Here’s what was said that’s not contained in those documents:

  • the US federal government makes no investments before an Olympic city is named, only afterwards
  • an MOU is not legally binding, but an ordinance is the law
  • Jay is still concerned about displacement, rising prices, long-term employment, & eminent domain issues
  • 1/4-ly reports to the city council will provide transparency
  • the bottom line is the alderman believes that with the financial guarantees & insurance, the finances for the Chicago 2016 Olympics are secure.
  • Q&A resulted in typical Chicago town-hall fashion being reduced to incendiary accusations of the alderman’s husband benefiting from real-estate deals coming out of the Olympics.

What surprises me is that the community organizers fail to recognize the long-term economic benefits gained by hosting the Summer Olympics.  There are risks, & they are correct to have them addressed, but if Chicago can get the Olympics, I don’t think there’s any question it will be good for the city.

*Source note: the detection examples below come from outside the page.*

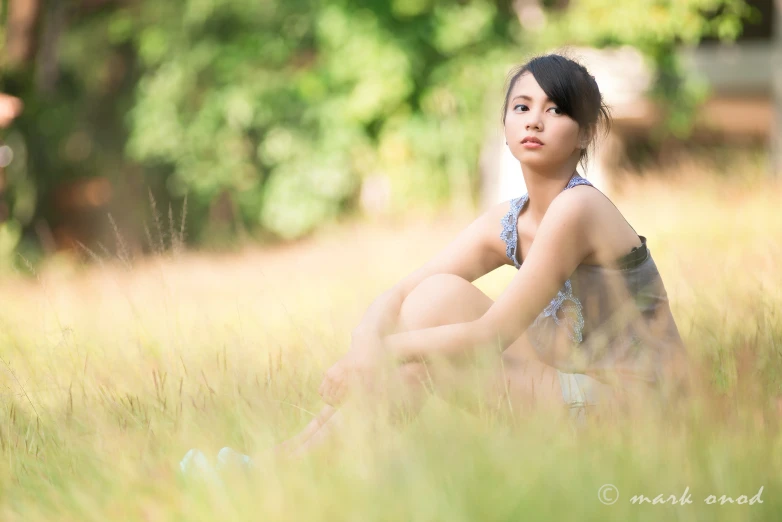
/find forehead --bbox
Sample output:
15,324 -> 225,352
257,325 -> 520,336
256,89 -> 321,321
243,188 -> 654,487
510,72 -> 548,99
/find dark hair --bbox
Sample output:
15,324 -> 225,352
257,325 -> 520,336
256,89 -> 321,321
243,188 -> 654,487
502,54 -> 611,173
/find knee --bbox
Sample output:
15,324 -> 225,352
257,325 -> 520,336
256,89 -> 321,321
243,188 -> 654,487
399,274 -> 492,331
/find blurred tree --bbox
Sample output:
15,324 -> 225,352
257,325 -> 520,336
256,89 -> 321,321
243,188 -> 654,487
1,0 -> 760,264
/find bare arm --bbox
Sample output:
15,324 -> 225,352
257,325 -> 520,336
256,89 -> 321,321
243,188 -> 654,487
383,188 -> 592,362
353,202 -> 508,339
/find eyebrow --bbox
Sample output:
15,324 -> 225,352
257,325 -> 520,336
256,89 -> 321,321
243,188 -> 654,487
511,94 -> 553,102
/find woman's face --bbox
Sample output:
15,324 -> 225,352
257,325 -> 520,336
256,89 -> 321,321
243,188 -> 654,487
505,72 -> 582,170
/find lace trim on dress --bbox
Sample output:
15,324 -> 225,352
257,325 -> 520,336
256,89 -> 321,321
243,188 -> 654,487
500,174 -> 592,343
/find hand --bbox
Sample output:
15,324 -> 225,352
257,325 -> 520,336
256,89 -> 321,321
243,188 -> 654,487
318,339 -> 383,408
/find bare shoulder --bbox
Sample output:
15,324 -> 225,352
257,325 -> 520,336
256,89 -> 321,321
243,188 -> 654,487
547,185 -> 639,265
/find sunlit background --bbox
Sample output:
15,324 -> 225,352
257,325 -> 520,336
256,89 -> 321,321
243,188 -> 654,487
0,0 -> 782,521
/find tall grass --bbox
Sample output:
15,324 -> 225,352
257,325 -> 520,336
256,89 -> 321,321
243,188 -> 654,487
0,155 -> 782,521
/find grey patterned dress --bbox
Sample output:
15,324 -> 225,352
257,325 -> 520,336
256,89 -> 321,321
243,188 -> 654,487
501,174 -> 684,387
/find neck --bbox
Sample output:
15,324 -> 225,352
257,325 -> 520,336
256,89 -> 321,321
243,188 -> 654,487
521,155 -> 578,223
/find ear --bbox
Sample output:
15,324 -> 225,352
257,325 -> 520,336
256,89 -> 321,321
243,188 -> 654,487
578,127 -> 595,149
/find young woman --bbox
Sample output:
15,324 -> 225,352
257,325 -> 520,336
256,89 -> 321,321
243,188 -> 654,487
181,54 -> 684,472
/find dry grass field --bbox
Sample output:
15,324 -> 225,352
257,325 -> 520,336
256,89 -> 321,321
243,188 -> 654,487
0,156 -> 782,522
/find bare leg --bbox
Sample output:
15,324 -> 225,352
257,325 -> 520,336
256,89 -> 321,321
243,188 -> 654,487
272,274 -> 553,455
274,363 -> 428,455
273,404 -> 337,454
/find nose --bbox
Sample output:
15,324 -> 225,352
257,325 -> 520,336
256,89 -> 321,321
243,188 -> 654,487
525,111 -> 543,131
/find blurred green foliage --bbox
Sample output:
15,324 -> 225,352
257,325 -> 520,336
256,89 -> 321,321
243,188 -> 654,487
0,0 -> 760,260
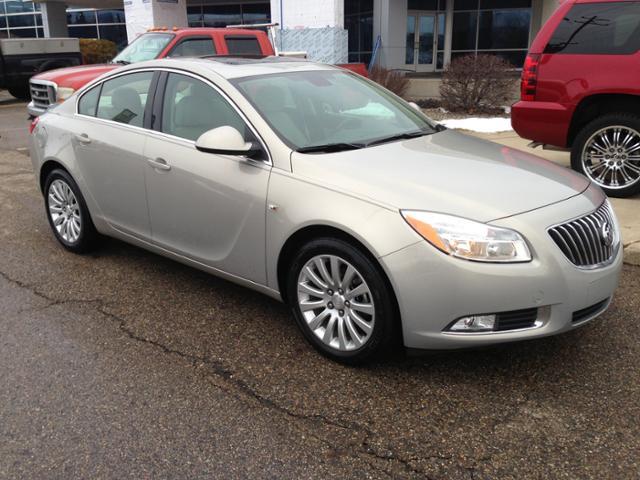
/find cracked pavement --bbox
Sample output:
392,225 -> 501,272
0,99 -> 640,479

Chicago’s olympic obstacles

Tuesday 26 August, 2008

I caught with interest this article Chicago Olympic bidders share Beijing impressions by Kathy Bergen of the Chicago Tribune, which gave Mayor Daley’s & Chicago Olympic bid chairman Patrick Ryan’s observations on what Chicago will have to do to improve its chances of winning the 2016 Summer Games.  Here are mine:

Traffic-if the IOC is going to depend on local “express” ways to get specatators to events, it will take much more than a little education to get them there on time.  They’re a mess & will need a major overhaul to meet international expectations.  Competitor cities are crowded too, but ours are some of the worst in the nation.

Volunteers-There’s no way any other other city will match the sheer number of volunteers Beijing provided.  China is all about throwing masses of people @ problems, & no other country has that population to devote to volunteers.  I think the solution is multilingual ubiquitous technology (ex. wireless & kiosks) which should provide a lot of the information volunteers can, & will remain as valuable assets after the games are done.

Transportation-we had a really good rail system, but it’s pathetically managed, poorly maintained, & woefully underfunded.  It will take more than $ to shore it up.  It needs to be managed much more effectively.  We are competing with world-class public transportation systems, & the CTA looks pathetic by comparison.

Venues-This should be a real advantage for Chicago to show off its marvelous architecture.  Hopefully Chicago can utilize even more athletic facilities than are already planned, such as US Cellular Field, Ryan Field in Evanston, etc.

Residents-it will take a lot more than live sites to involve local residents in the games.  There are tons more tourists here than there were 5-10 years ago, & it looks like they get along OK here, but I think that’s in spite of many residents rather than because of them.  Midwesterners have the reputation of being very nice, which is probably true & helpful, but also very parochial & insular, which doesn’t help when people who speak with funny accents, or even in different foreign languages, ask questions on the streets.